Now, I had debt nowhere NEAR the extent that this character in the movie. Mine had just accumulated over the past few years, as I was living in Charlottesville, paying for things which I "needed" at the time, which I could not have necessarily paid off completely at that moment, as well as things which were actually necessary but that I still could not have paid for in cash... Because I had needed that cash to pay for my credit card the next month.... I now see what a vicious cycle it all is. I have no regrets... except that this has gone on for way too long.
Personal take-home message of the movie, Confessions of a Shopaholic: Do not end up like her.
Action taken to avoid said fate: I paid off my entire bill for last month, a total, which although not as high as it once was, totaled over $1,500 (but no more than 2, I promise- I will keep the actual figure between me and VISA).
Result of this action is that I feel weird.
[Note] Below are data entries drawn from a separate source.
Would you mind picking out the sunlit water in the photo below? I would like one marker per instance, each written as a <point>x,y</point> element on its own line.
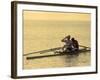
<point>42,35</point>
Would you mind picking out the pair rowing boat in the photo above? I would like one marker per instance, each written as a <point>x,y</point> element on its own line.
<point>57,52</point>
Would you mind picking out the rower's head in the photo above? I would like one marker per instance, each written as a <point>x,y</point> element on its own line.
<point>73,39</point>
<point>68,37</point>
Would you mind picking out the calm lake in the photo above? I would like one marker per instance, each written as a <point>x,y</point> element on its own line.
<point>42,35</point>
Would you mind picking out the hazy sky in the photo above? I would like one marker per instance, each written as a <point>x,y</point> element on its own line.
<point>37,15</point>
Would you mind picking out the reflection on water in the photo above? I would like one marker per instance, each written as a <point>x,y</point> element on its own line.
<point>41,35</point>
<point>82,59</point>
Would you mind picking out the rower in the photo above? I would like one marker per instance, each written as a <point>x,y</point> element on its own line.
<point>75,45</point>
<point>68,44</point>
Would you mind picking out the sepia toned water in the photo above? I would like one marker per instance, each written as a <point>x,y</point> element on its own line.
<point>42,35</point>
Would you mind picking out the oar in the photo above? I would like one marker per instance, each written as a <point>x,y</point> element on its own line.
<point>43,51</point>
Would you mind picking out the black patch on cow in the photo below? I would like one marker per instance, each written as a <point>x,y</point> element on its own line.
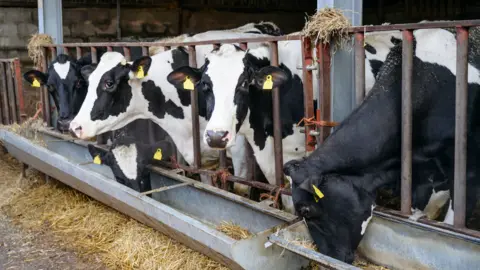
<point>369,48</point>
<point>157,104</point>
<point>376,65</point>
<point>259,102</point>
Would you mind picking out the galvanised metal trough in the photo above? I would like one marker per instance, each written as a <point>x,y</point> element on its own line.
<point>189,211</point>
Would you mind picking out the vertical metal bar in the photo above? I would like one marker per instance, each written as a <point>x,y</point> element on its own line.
<point>79,52</point>
<point>243,45</point>
<point>461,97</point>
<point>126,52</point>
<point>359,68</point>
<point>277,121</point>
<point>93,53</point>
<point>19,91</point>
<point>197,163</point>
<point>44,92</point>
<point>11,92</point>
<point>3,94</point>
<point>307,60</point>
<point>406,175</point>
<point>325,89</point>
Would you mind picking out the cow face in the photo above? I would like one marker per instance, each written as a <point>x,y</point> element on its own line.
<point>228,80</point>
<point>110,101</point>
<point>65,85</point>
<point>336,208</point>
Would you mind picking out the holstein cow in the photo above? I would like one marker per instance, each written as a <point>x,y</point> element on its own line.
<point>128,158</point>
<point>334,188</point>
<point>65,85</point>
<point>121,92</point>
<point>237,84</point>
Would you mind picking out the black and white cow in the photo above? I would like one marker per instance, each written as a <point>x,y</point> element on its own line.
<point>128,159</point>
<point>232,80</point>
<point>121,92</point>
<point>65,85</point>
<point>334,188</point>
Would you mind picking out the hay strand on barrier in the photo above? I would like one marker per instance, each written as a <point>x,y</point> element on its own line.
<point>328,26</point>
<point>35,49</point>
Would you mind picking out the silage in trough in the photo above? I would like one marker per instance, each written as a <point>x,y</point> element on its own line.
<point>89,227</point>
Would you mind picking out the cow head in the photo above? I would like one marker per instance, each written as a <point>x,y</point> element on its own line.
<point>110,101</point>
<point>65,85</point>
<point>336,208</point>
<point>228,79</point>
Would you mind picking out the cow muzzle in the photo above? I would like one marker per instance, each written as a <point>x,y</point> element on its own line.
<point>217,139</point>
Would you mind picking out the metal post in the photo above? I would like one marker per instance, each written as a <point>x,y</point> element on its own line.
<point>277,122</point>
<point>461,97</point>
<point>307,60</point>
<point>406,176</point>
<point>192,57</point>
<point>359,68</point>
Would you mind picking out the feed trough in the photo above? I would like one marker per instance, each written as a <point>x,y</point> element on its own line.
<point>189,212</point>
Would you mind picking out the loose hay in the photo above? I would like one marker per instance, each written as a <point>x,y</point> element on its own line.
<point>35,49</point>
<point>328,26</point>
<point>91,228</point>
<point>233,230</point>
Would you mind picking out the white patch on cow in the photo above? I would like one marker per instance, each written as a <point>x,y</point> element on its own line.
<point>439,46</point>
<point>62,69</point>
<point>365,223</point>
<point>126,157</point>
<point>435,203</point>
<point>450,214</point>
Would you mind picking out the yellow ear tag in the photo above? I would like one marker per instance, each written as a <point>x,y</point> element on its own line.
<point>188,84</point>
<point>140,73</point>
<point>318,194</point>
<point>268,84</point>
<point>97,160</point>
<point>158,154</point>
<point>35,83</point>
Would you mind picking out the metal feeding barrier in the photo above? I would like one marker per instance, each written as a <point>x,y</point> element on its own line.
<point>317,127</point>
<point>11,92</point>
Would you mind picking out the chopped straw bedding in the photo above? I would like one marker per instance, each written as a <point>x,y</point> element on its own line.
<point>89,227</point>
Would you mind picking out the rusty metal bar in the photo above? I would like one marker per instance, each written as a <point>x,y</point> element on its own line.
<point>19,91</point>
<point>277,122</point>
<point>192,59</point>
<point>126,53</point>
<point>44,92</point>
<point>325,89</point>
<point>307,60</point>
<point>177,44</point>
<point>406,175</point>
<point>79,52</point>
<point>3,94</point>
<point>461,96</point>
<point>244,45</point>
<point>359,68</point>
<point>93,53</point>
<point>11,92</point>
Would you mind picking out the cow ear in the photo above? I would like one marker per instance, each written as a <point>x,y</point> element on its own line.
<point>97,154</point>
<point>141,66</point>
<point>184,77</point>
<point>87,70</point>
<point>35,78</point>
<point>270,77</point>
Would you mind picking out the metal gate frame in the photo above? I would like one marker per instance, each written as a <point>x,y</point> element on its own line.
<point>320,129</point>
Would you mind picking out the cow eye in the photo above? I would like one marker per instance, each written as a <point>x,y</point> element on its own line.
<point>108,84</point>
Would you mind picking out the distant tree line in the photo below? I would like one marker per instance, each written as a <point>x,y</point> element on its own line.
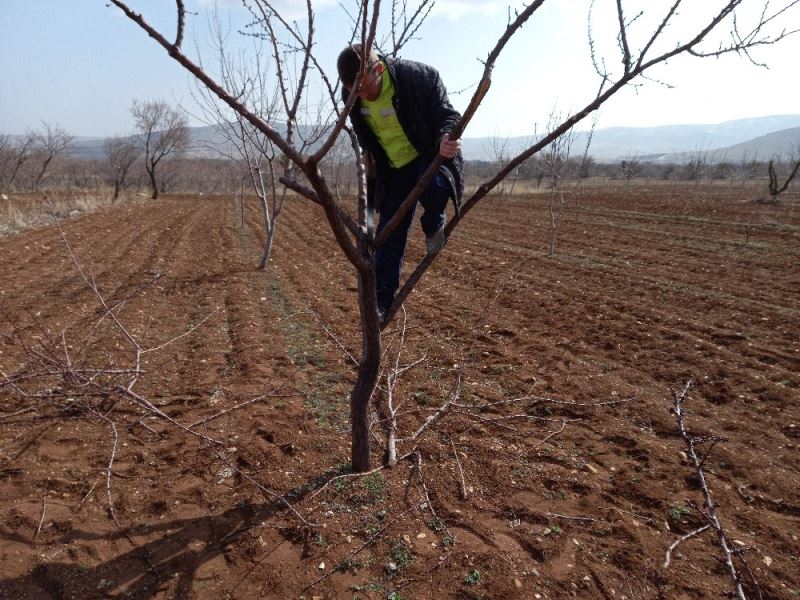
<point>153,160</point>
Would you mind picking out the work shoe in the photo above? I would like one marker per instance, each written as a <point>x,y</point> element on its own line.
<point>435,241</point>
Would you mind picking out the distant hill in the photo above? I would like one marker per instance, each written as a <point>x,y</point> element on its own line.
<point>617,143</point>
<point>780,144</point>
<point>759,137</point>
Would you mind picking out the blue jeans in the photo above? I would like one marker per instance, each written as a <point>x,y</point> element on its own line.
<point>396,186</point>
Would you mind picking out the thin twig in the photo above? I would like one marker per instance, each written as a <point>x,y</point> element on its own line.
<point>460,471</point>
<point>673,545</point>
<point>41,520</point>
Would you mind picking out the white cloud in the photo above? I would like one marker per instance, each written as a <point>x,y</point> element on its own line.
<point>457,9</point>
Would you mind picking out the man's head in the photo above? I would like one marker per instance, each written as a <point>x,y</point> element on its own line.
<point>349,64</point>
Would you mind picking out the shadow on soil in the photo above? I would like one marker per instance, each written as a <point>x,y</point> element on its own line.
<point>167,564</point>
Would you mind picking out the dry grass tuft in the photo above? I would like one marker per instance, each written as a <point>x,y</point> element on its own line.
<point>22,211</point>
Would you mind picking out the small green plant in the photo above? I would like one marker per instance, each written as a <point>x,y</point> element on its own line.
<point>401,554</point>
<point>375,485</point>
<point>435,524</point>
<point>678,511</point>
<point>473,578</point>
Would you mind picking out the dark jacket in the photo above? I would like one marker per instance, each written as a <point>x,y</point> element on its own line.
<point>425,114</point>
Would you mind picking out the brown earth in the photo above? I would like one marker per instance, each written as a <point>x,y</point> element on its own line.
<point>576,489</point>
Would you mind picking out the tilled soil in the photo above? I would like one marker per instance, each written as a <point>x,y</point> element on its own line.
<point>556,472</point>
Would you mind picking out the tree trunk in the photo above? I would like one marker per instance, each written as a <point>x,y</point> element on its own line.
<point>267,248</point>
<point>151,172</point>
<point>368,370</point>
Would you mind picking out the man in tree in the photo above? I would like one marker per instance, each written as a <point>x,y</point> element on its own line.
<point>402,119</point>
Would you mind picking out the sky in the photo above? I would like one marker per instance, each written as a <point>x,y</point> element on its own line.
<point>79,64</point>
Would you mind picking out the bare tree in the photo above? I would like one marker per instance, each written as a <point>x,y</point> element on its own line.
<point>242,142</point>
<point>121,153</point>
<point>49,144</point>
<point>164,132</point>
<point>14,153</point>
<point>638,54</point>
<point>775,189</point>
<point>630,168</point>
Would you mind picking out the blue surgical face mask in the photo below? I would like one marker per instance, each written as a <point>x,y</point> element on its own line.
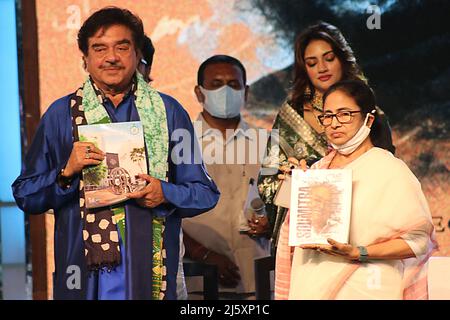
<point>224,102</point>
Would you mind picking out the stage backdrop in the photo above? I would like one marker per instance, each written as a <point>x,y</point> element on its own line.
<point>185,33</point>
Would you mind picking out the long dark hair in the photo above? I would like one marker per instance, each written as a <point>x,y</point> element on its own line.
<point>332,35</point>
<point>364,97</point>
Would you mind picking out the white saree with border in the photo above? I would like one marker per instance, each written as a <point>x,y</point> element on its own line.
<point>387,203</point>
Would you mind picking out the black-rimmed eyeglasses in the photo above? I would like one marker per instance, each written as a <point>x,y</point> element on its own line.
<point>342,117</point>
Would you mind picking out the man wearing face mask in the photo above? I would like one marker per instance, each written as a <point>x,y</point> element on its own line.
<point>226,140</point>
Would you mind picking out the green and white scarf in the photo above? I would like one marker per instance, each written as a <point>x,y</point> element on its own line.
<point>102,247</point>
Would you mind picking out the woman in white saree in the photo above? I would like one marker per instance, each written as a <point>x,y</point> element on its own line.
<point>391,232</point>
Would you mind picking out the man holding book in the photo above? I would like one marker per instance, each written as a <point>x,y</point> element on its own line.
<point>142,261</point>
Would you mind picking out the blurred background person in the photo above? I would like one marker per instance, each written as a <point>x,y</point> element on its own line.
<point>215,237</point>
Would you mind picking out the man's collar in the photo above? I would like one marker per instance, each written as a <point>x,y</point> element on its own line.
<point>241,129</point>
<point>99,92</point>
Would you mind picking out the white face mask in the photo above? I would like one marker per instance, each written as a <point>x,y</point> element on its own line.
<point>352,144</point>
<point>224,102</point>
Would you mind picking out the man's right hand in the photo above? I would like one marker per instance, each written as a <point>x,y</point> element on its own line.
<point>228,271</point>
<point>83,154</point>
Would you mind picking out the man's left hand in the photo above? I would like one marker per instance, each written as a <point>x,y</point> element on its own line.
<point>335,248</point>
<point>151,196</point>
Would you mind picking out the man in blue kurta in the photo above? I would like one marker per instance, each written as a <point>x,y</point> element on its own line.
<point>142,262</point>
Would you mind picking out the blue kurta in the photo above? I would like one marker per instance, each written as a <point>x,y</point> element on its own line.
<point>189,192</point>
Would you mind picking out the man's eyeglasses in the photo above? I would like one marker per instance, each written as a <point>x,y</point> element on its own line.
<point>144,62</point>
<point>342,117</point>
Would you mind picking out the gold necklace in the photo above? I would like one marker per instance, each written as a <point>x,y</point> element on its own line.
<point>316,102</point>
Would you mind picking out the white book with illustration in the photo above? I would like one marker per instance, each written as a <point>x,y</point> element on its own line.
<point>108,183</point>
<point>320,206</point>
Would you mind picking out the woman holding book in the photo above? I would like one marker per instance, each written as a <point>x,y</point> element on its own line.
<point>391,232</point>
<point>322,58</point>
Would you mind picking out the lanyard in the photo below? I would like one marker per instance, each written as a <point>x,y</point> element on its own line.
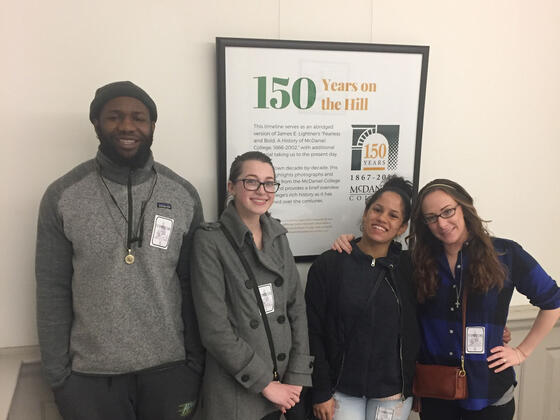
<point>132,233</point>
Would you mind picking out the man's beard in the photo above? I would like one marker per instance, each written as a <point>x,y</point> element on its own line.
<point>138,160</point>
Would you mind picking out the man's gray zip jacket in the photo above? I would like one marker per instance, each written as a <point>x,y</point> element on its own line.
<point>97,314</point>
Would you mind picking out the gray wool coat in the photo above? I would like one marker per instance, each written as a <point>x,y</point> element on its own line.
<point>238,359</point>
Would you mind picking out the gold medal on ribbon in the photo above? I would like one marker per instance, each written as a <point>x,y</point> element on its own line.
<point>129,259</point>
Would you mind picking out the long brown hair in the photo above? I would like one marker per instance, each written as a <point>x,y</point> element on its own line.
<point>485,270</point>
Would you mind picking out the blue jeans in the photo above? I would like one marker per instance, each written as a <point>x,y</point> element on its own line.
<point>362,408</point>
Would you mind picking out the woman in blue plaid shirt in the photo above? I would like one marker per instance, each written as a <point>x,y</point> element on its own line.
<point>453,251</point>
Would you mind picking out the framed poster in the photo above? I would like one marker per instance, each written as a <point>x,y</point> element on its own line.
<point>335,118</point>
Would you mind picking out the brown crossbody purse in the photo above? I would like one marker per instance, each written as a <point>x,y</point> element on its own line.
<point>443,382</point>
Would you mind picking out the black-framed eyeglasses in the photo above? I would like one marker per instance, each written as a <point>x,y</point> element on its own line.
<point>251,184</point>
<point>446,214</point>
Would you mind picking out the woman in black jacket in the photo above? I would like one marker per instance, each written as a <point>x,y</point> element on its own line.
<point>361,311</point>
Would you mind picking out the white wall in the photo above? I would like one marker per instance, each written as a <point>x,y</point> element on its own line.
<point>491,119</point>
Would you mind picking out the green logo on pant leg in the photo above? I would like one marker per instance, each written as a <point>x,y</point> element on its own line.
<point>186,408</point>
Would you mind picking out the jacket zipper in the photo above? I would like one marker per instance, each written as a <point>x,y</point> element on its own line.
<point>400,335</point>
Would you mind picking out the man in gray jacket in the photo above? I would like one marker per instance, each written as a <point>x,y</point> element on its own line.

It is a good weird, and one I am still getting used to. But is it an odd feeling like some sort of negative security blanket is now gone. I do not know if that even makes sense, because generally security blankets are a positive force in one's life. However, it is the best I can do. However, all in all, I am now debt free. And the current purchases which have been made, I know that I will pay off the entire sum in full, and will have ample left over to pay my student loans (that will not go away for another 11 years) and have some change to add to my savings.
It is a good feeling.... and is one that was inspired by a silly little chick flick movie before spring break.